There are a lot of mistaken ideas as to what “professional translation” means, and how it should be done. In fact, many people consider that there is no reason to pay anybody to translate from one language to another, since anybody with a basic knowledge of any two languages can do it. This could not be further from the truth.
So what is required of a translator? In the first place, a translator must be working into, not out of, his or her own language. So English to French translators – that is, people translating from English into French – must be people who have French as their first language. One common misconception is that if somebody can translate from English to French, he or she can equally well translate from French to English. This is simply not the case.
A translator also needs to be fully competent in both languages. Another common misconception is that everybody is competent in his or her own language, but sadly this is quite often not true! For translators it is essential to have full competence in both the target language – that is the language they are translating into – and the source language, the one they are translating from. This means competence at every level – not just grammar and idiom, though this is essential – but at other levels such as the social level. This involves knowing how to use the correct language in every social situation, and how to interpret social signals.
However, nowadays even full general language competence may not be enough, as most professional translation is highly specialized. For instance, clients of the agency may require translations of technical instructions or specifications, articles for scientific or medical journals, or legal judgments. To become a fully qualified translator nowadays it is often necessary to have specialized competence in a particular area. It is very difficult to translate, for instance, a medical treatise even into your own language, if you are not familiar with the terminology and its exact meaning.

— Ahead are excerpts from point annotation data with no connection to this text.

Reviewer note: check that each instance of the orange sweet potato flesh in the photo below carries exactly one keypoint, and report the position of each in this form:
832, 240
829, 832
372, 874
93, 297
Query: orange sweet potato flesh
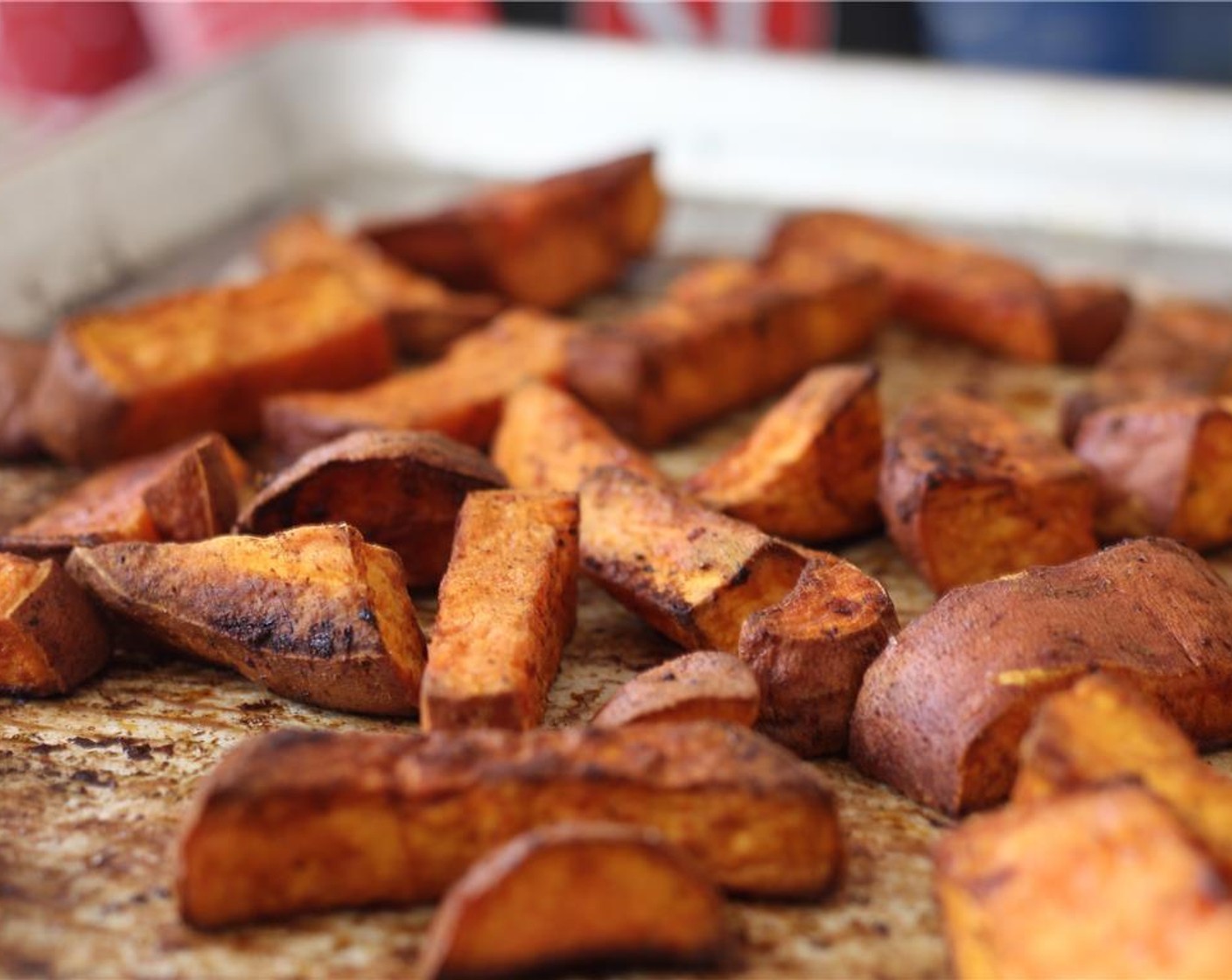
135, 382
507, 608
970, 494
576, 895
298, 821
942, 709
809, 469
1163, 466
51, 636
313, 614
545, 244
1104, 883
184, 494
398, 490
726, 338
809, 652
423, 317
549, 440
691, 573
696, 687
461, 396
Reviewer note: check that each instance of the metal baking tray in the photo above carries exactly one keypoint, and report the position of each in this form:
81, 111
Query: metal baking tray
172, 187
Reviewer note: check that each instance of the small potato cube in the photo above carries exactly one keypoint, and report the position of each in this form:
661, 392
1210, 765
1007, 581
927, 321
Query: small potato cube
809, 469
970, 494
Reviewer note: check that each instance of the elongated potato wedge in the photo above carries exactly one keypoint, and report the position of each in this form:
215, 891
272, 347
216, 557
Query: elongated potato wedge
51, 636
398, 490
130, 382
549, 440
508, 606
696, 687
423, 317
970, 494
1104, 883
299, 821
809, 652
313, 614
577, 895
942, 709
809, 469
1162, 466
691, 573
543, 244
1102, 732
184, 494
724, 338
461, 396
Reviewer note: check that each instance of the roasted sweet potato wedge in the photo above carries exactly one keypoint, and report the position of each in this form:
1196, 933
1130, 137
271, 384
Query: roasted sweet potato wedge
459, 396
423, 316
970, 494
942, 709
123, 383
313, 614
299, 821
696, 687
691, 573
577, 895
1104, 883
1162, 466
1102, 732
809, 469
508, 606
184, 494
398, 490
724, 338
543, 244
51, 636
809, 651
961, 291
549, 440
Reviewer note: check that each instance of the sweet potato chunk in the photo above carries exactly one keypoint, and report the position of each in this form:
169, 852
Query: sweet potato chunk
51, 636
184, 494
398, 490
577, 895
724, 338
689, 572
508, 606
313, 614
1163, 467
961, 291
543, 244
423, 317
459, 396
809, 469
1104, 883
970, 494
942, 709
130, 382
809, 651
299, 821
547, 440
696, 687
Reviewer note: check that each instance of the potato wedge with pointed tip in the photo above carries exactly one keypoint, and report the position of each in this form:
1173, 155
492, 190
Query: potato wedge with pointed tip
696, 687
691, 573
313, 614
402, 491
507, 608
809, 469
573, 895
51, 636
308, 820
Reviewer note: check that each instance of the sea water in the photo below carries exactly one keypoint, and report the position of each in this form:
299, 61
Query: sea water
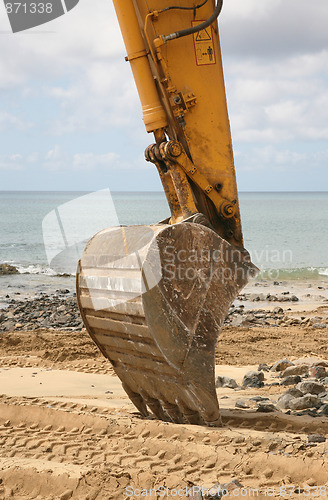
285, 233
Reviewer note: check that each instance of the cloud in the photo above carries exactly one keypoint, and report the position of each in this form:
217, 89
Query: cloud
57, 160
271, 158
8, 120
273, 28
73, 75
11, 162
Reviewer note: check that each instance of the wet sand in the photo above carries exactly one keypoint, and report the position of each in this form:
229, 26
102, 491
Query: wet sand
67, 429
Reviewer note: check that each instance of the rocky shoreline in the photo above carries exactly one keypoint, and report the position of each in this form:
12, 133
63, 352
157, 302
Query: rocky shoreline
60, 311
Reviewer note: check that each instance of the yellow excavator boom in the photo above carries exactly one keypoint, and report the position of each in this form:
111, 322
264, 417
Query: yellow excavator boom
153, 298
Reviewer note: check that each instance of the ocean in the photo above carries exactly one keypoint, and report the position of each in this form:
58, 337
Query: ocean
285, 233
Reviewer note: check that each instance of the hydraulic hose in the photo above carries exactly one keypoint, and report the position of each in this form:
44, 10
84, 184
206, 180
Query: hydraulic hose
199, 27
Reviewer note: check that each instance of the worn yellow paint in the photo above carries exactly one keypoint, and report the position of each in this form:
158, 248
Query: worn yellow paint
184, 94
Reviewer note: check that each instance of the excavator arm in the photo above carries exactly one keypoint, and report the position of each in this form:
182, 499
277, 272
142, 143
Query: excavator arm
153, 298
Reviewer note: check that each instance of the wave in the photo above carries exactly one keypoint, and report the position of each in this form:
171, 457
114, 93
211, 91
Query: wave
298, 273
36, 269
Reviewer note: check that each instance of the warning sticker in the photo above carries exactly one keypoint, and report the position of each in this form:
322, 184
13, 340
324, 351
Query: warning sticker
204, 45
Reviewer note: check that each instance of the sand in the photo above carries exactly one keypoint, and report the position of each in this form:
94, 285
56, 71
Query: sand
67, 429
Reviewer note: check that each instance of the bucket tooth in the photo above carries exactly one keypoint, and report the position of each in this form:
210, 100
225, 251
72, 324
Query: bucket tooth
153, 298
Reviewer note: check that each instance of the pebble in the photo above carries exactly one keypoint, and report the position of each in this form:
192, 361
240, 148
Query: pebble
266, 408
241, 403
253, 379
295, 370
284, 401
281, 365
307, 401
291, 380
308, 387
222, 381
42, 312
317, 372
316, 438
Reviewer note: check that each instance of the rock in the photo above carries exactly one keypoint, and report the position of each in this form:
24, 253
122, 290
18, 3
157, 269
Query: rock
263, 367
284, 401
266, 407
295, 370
259, 399
281, 365
316, 438
66, 495
226, 382
253, 373
291, 380
307, 401
308, 387
8, 269
278, 310
317, 372
242, 403
310, 360
324, 410
253, 379
292, 391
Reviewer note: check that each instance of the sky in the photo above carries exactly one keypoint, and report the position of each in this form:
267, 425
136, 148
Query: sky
70, 117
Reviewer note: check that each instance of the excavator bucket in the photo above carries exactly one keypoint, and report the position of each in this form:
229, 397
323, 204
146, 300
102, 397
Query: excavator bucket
153, 299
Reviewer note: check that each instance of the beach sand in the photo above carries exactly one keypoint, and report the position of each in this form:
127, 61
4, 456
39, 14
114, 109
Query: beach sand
67, 429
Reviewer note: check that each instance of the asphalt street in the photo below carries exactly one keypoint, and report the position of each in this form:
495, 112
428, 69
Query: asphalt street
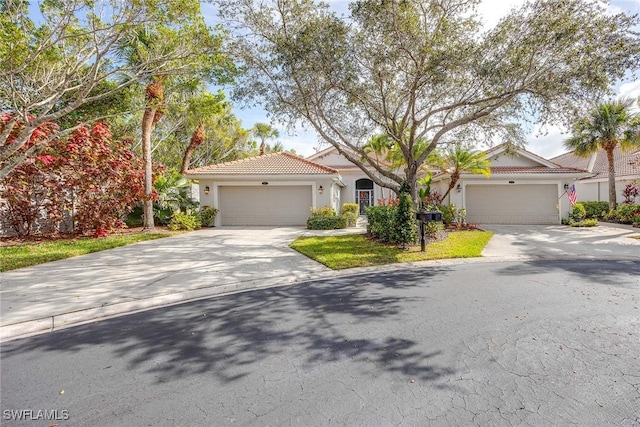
538, 342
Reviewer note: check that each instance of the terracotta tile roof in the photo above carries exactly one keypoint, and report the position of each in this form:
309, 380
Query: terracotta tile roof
532, 170
268, 164
626, 163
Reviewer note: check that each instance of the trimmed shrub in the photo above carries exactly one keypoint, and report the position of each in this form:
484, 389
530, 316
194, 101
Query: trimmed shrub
380, 222
432, 228
625, 212
323, 212
578, 213
350, 211
327, 222
404, 225
208, 216
449, 213
597, 210
183, 221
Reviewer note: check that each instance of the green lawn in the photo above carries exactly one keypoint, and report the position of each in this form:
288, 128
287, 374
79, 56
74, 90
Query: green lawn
12, 257
355, 250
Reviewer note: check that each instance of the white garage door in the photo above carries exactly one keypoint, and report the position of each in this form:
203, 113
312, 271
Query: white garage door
512, 204
265, 205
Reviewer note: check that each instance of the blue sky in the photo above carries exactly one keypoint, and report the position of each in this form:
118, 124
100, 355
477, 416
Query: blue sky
544, 142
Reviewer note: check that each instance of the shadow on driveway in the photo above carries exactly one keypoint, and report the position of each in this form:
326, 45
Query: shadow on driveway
229, 337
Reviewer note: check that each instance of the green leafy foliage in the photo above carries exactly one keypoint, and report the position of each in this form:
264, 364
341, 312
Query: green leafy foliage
380, 222
404, 231
426, 73
625, 213
609, 125
598, 210
587, 222
449, 213
208, 216
578, 213
327, 222
325, 218
350, 211
184, 221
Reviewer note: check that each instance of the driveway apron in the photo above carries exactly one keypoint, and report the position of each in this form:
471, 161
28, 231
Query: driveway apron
560, 241
152, 273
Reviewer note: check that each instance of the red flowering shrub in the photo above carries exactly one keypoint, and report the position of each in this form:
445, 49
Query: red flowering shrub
89, 176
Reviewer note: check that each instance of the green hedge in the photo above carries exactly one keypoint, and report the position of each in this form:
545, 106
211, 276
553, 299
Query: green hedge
380, 220
350, 211
598, 210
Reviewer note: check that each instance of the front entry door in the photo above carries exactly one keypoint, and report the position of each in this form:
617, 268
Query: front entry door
365, 199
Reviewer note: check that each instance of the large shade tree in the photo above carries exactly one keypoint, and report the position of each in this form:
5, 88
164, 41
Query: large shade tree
425, 70
68, 58
459, 160
609, 125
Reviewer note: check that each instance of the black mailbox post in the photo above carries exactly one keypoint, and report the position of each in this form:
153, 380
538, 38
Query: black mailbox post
424, 217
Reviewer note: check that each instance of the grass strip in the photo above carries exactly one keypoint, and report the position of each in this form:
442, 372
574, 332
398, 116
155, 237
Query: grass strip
18, 256
356, 250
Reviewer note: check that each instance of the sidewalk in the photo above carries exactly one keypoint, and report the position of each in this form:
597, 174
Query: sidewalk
155, 273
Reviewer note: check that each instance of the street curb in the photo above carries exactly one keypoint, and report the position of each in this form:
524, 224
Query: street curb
75, 318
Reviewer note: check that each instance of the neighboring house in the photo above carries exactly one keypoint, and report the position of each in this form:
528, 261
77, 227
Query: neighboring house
281, 188
523, 188
271, 189
595, 187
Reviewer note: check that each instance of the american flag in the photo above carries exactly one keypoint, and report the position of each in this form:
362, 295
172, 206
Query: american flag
573, 197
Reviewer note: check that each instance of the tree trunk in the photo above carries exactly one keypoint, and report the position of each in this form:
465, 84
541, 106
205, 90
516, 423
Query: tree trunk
612, 179
154, 97
147, 128
411, 174
197, 139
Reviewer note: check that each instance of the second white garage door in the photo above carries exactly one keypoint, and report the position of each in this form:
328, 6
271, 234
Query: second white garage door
512, 204
265, 205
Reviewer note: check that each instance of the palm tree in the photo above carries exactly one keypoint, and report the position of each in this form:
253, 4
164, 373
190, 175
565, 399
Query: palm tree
460, 160
609, 125
264, 131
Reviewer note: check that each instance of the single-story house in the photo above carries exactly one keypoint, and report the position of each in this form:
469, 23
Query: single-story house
595, 187
271, 189
281, 188
523, 188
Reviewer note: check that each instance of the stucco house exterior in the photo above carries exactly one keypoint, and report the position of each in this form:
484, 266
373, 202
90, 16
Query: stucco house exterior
595, 187
271, 189
523, 188
281, 188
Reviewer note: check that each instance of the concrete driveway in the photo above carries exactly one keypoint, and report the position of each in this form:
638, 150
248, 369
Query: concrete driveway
230, 259
150, 274
551, 241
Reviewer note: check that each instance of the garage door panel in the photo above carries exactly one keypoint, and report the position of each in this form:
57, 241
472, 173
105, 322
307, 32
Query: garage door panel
512, 204
265, 205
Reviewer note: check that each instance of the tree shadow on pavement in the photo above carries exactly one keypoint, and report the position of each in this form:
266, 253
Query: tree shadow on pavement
607, 272
360, 317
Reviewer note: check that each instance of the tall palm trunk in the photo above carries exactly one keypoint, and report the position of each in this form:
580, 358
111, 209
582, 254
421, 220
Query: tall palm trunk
612, 178
197, 139
153, 112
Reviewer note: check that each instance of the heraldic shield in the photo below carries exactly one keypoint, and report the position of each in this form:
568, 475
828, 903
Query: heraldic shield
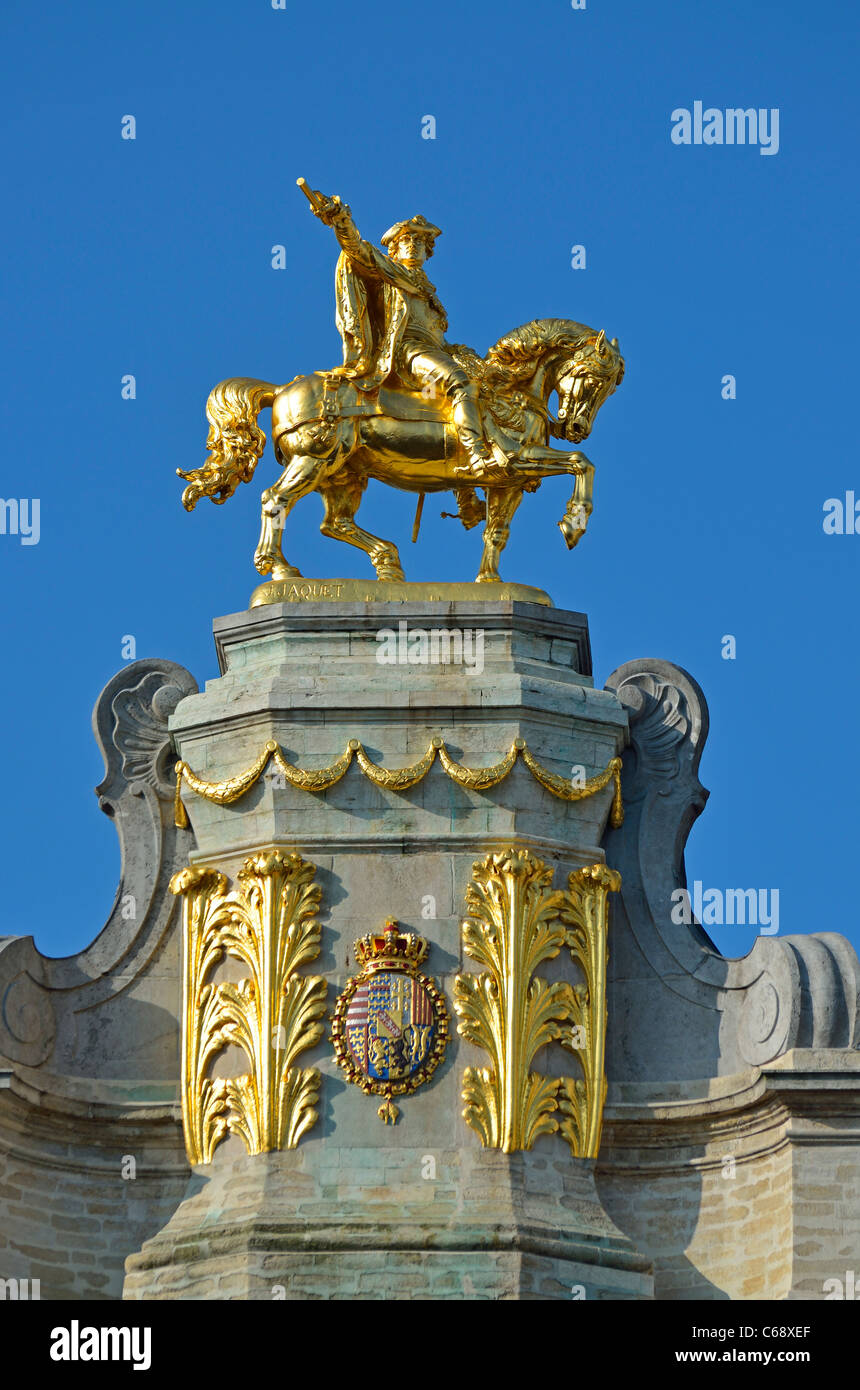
391, 1023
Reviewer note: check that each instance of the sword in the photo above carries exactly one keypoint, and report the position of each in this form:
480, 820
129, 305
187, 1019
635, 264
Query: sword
314, 198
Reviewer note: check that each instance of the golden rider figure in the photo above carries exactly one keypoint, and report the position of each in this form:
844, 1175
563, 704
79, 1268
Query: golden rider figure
391, 320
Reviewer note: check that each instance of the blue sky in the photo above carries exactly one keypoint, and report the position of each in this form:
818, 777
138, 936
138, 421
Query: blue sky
553, 127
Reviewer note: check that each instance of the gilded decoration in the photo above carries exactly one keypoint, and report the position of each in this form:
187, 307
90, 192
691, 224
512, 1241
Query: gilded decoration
516, 923
268, 925
396, 779
391, 1023
411, 409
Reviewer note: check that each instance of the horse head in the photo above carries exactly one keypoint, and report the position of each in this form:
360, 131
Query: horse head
584, 381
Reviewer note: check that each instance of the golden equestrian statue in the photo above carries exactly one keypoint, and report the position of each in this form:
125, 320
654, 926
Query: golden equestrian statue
410, 409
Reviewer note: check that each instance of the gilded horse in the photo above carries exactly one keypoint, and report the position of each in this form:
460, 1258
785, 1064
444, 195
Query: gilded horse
331, 438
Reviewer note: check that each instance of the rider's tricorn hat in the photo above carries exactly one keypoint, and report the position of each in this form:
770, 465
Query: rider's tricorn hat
413, 224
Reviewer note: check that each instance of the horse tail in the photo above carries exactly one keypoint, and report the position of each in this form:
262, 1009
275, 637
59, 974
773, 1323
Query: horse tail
235, 439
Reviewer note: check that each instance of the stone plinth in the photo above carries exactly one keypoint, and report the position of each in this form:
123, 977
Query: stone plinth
417, 1209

In addition to all these requirements, there are other qualities and skills a translator needs, many of them on the personal level. These include efficiency, reliability, and ability to meet deadlines. However well a document has been translated, it is no use if it was required for a conference or a business meeting and arrived too late. Another requirement is basic office skills and facility with computer technology – most assignments nowadays are received and delivered electronically – and ability to use the right file formats. A translator must also be able to work well under pressure, both alone and in a team.
So it is far from true that anyone can be a translator. Professional translation requires skills and abilities at many levels, both technical and personal. It takes many years and much hard work to become qualified to this standard, but the reward is a highly enjoyable and satisfying career.